Skip to content

Inspect a dataset

We have seen how to create and transform a Dataset instance. This section guides you through inspecting your data to ensure its integrity and the success of your transformations.

Inspect data in a Dataset

The df attribute of a Dataset instance is key to interacting with and inspecting the stored data.

By accessing the df attribute, you can apply any method that you would typically use on a PySpark DataFrame. See the PySpark documentation for more information.

View data samples

# Inspect the first 10 rows of the data
summary_stats.df.show(10)

This method displays the first 10 rows of your dataset, giving you a snapshot of your data's structure and content.

Filter data

import pyspark.sql.functions as f

# Filter summary statistics to only include associations in chromosome 22
filtered = summary_stats.filter(condition=f.col("chromosome") == "22")

This method allows you to filter your data based on specific conditions, such as the value of a column.
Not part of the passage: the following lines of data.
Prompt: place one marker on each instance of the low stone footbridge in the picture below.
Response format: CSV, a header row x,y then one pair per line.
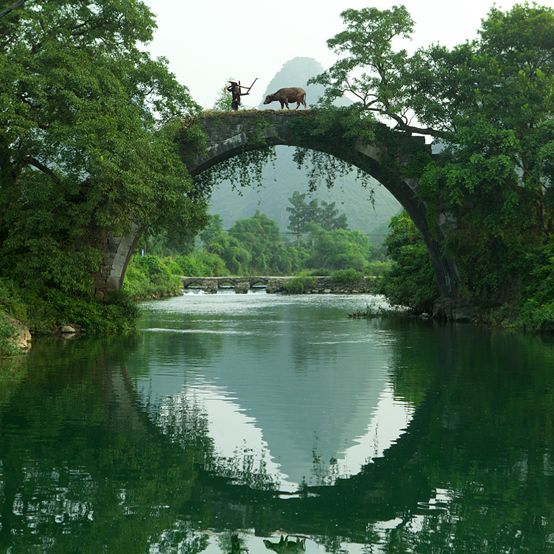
x,y
389,156
272,284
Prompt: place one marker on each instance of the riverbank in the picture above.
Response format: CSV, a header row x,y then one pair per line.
x,y
26,313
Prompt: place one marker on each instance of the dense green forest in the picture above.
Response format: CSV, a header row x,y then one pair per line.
x,y
319,242
87,151
369,209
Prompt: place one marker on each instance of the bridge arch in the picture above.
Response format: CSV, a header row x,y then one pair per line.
x,y
386,158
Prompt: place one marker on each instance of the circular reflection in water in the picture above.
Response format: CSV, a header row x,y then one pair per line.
x,y
288,389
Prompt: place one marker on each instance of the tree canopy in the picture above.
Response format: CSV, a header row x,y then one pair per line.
x,y
488,106
86,137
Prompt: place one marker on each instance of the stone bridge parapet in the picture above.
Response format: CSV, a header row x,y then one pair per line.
x,y
273,284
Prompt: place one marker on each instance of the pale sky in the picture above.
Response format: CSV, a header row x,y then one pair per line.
x,y
208,41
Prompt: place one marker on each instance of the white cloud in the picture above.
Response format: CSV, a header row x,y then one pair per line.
x,y
208,41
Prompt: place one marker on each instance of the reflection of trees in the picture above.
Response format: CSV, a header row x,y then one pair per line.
x,y
96,481
472,473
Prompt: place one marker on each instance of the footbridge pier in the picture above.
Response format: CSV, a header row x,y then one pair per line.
x,y
272,284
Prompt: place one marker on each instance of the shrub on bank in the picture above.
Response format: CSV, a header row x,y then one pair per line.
x,y
347,277
7,334
299,284
152,276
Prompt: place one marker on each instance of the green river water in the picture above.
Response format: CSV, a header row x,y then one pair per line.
x,y
230,420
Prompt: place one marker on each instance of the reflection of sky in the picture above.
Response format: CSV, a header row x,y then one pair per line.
x,y
290,378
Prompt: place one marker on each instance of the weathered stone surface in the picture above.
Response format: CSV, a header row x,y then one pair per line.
x,y
448,309
231,133
22,340
241,285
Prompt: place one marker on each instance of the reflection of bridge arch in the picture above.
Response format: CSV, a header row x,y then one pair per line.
x,y
383,489
386,158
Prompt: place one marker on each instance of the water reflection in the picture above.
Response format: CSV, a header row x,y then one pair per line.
x,y
299,393
116,446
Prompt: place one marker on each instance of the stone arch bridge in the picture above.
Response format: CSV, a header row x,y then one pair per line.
x,y
387,158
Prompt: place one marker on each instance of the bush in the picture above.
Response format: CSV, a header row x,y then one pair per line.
x,y
201,263
7,332
299,284
152,276
347,277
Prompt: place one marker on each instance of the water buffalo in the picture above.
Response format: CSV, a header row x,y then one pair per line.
x,y
286,95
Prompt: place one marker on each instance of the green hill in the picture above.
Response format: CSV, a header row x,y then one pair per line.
x,y
283,177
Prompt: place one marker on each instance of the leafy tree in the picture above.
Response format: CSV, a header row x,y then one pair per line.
x,y
411,281
337,248
259,235
302,213
490,102
223,101
86,138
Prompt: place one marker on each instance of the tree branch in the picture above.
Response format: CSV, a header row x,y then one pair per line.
x,y
41,167
11,8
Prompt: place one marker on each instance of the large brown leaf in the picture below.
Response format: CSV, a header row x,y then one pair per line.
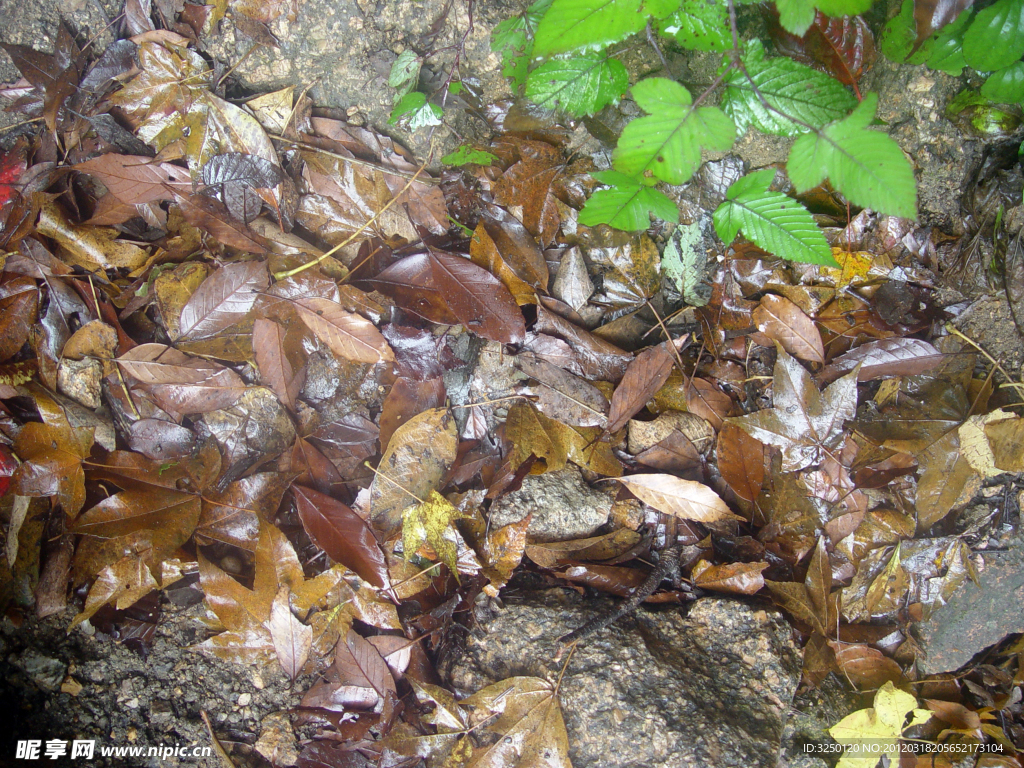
x,y
452,290
341,534
805,423
222,299
683,499
349,336
135,179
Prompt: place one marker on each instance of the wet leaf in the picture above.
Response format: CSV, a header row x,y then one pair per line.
x,y
341,534
783,322
414,464
349,336
805,423
563,396
683,499
222,299
292,639
451,290
737,578
813,601
642,379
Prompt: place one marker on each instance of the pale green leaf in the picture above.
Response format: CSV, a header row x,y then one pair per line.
x,y
684,263
699,25
404,72
581,25
628,204
668,142
776,222
466,155
792,88
581,85
995,38
866,166
1006,85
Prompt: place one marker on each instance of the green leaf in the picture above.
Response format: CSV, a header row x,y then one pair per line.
x,y
792,88
995,38
685,263
414,109
1006,85
947,49
866,166
774,221
580,25
404,72
699,25
668,142
582,85
466,155
627,204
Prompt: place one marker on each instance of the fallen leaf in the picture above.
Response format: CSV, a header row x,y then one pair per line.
x,y
805,423
683,499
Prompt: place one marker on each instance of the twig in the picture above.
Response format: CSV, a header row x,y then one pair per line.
x,y
668,567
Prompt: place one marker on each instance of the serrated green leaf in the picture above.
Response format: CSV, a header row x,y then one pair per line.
x,y
899,34
581,25
995,38
792,88
627,204
1006,86
774,221
866,166
404,72
581,85
699,25
668,142
947,49
414,109
466,155
684,263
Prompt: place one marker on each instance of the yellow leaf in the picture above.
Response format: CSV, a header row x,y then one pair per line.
x,y
431,522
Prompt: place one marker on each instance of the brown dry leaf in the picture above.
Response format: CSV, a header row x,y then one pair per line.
x,y
136,179
505,249
736,578
223,299
642,379
741,462
805,423
534,433
349,336
292,639
813,601
273,347
420,454
535,182
451,290
561,395
785,323
524,713
607,547
683,499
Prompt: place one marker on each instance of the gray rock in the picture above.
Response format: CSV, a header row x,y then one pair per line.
x,y
45,672
563,505
976,617
665,689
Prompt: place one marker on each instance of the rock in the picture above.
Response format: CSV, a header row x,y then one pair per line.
x,y
563,505
45,672
712,687
976,617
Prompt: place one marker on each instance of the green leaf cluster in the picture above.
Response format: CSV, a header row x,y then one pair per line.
x,y
562,53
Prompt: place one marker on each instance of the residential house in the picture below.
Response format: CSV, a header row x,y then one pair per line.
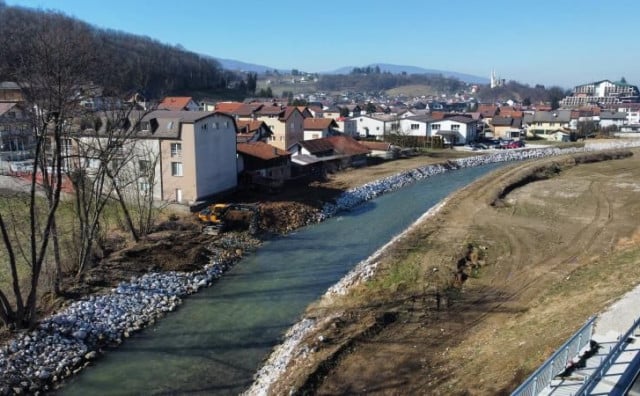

The application of any filter will create a new instance of the Dataset with the filtered data.

Understand the schema

# Get the Spark schema of any `Dataset` as a `StructType` object
schema = summary_stats.get_schema()

# Inspect the first 10 rows of the data
summary_stats.df.show(10)

Write a Dataset to disk

# Write the data to disk in parquet format
summary_stats.df.write.parquet("path/to/summary/stats")

# Write the data to disk in csv format
summary_stats.df.write.csv("path/to/summary/stats")

Consider the format's compatibility with your tools, and the partitioning strategy for large datasets to optimize performance.